The actual use of nitrates is fairly complicated, and the finer points of using them come out in clinical practice. For example, what if a patient has a hypertensive crisis, develops myocardial ischaemia, and gets dropped off at your doorstep with acute pulmonary oedema? In that case, nitrates might be a life-saving temporising measure to drop ventricular filling and reduce pulmonary congestion. On the other hand, what about a patient with severe aortic stenosis or an evolving inferior infarct--nitrates might actually be quite harmful.
Step 1 doesn't care about any of that. It focuses mainly on mechanism, not treatment. Can you reason through the pathophysiology of what I wrote above? That's what Step 1 is about.
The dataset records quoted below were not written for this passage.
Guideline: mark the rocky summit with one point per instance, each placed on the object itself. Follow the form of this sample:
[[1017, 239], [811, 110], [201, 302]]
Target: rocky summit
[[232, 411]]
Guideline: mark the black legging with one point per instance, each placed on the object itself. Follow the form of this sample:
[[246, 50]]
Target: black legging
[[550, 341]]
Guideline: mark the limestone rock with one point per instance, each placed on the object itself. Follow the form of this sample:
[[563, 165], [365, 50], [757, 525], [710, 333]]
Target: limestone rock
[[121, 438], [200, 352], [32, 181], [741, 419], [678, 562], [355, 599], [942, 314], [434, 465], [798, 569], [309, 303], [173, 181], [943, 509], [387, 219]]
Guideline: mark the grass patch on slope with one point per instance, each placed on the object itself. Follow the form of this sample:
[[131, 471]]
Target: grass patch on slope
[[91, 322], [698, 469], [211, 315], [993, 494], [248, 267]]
If the pain is relieved by nitrates and doesn't return, it's very likely not an MI. I still give nitrates if the patient has an MI. It may provide partial relief. Then morphine can be added. Those patients will usually continue to have pain until reperfusion occurs with balloon inflation in the cath lab.
One anonymous doctor to another -- this is really bad clinical practice. And morphine is a pretty nasty drug associated with worse outcomes in myocardial ischaemia as per the CRUSADE registry. There's also evidence that morphine interferes with anti-platelet medications. I don't like it. I usually role with a GTN drip after maximal medical therapy.